Le verdict du procès Mourad Farès est attendu vendredi 24 janvier. Thomas SAMSON / AFP
Trois hommes, trois histoires qui se sont croisées, avant de se séparer définitivement. Un s’est repenti et vit une vie presque normale avec sa compagne en France. Le deuxième se trouve probablement en Syrie, sa famille étant sans nouvelles de lui depuis quelques années. Le dernier est mort au combat dans la ville syrienne de Homs en 2014. Ala Eddine Benali, Hachmi Hattabi et Bilel Ben Mimoun sont jugés aux côtés de Mourad Farès, présumé recruteur de djihadistes. Ce dernier est resté silencieux aujourd’hui, la tête tantôt baissée, tantôt entre ses mains.

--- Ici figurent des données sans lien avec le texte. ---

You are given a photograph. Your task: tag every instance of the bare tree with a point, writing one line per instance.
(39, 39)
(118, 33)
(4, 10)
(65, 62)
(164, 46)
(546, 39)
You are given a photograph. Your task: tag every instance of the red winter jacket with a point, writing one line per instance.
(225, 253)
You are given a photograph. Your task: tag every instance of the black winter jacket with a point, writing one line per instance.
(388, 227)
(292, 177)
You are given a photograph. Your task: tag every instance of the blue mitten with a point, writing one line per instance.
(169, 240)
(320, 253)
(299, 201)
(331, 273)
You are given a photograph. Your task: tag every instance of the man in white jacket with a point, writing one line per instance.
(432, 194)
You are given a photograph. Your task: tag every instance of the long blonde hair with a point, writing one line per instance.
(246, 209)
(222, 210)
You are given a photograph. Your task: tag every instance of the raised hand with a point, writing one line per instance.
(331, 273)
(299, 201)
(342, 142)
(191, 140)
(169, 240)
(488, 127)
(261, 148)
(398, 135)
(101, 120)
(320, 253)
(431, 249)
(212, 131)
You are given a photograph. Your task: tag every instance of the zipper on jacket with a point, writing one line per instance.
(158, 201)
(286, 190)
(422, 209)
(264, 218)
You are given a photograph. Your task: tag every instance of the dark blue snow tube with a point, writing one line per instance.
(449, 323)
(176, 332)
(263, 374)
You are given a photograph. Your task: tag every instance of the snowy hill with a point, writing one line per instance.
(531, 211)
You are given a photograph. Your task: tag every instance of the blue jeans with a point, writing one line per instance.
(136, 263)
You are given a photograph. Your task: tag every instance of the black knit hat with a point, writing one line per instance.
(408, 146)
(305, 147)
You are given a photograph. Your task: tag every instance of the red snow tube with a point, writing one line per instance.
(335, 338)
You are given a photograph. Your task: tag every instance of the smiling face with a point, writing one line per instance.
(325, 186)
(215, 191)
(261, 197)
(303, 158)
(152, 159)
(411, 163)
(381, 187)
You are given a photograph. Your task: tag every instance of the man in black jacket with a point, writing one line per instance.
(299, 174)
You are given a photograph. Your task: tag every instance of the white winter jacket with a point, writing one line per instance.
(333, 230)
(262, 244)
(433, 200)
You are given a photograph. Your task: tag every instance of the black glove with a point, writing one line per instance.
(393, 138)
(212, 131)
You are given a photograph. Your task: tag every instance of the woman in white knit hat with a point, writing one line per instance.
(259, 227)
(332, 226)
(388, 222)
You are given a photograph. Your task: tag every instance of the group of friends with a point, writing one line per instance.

Sur les bancs réservés à la défense, Ala Eddine Benali est assis aux côtés de son avocate. Cheveux courts et bien coiffés, chemise blanche rentrée dans son pantalon noir, il est calme et attentif. Il se ferait presque oublier. Le jeune homme de 25 ans comparaît libre sous contrôle judiciaire. La raison de sa présence : il est accusé d’avoir tenté de rejoindre la Syrie.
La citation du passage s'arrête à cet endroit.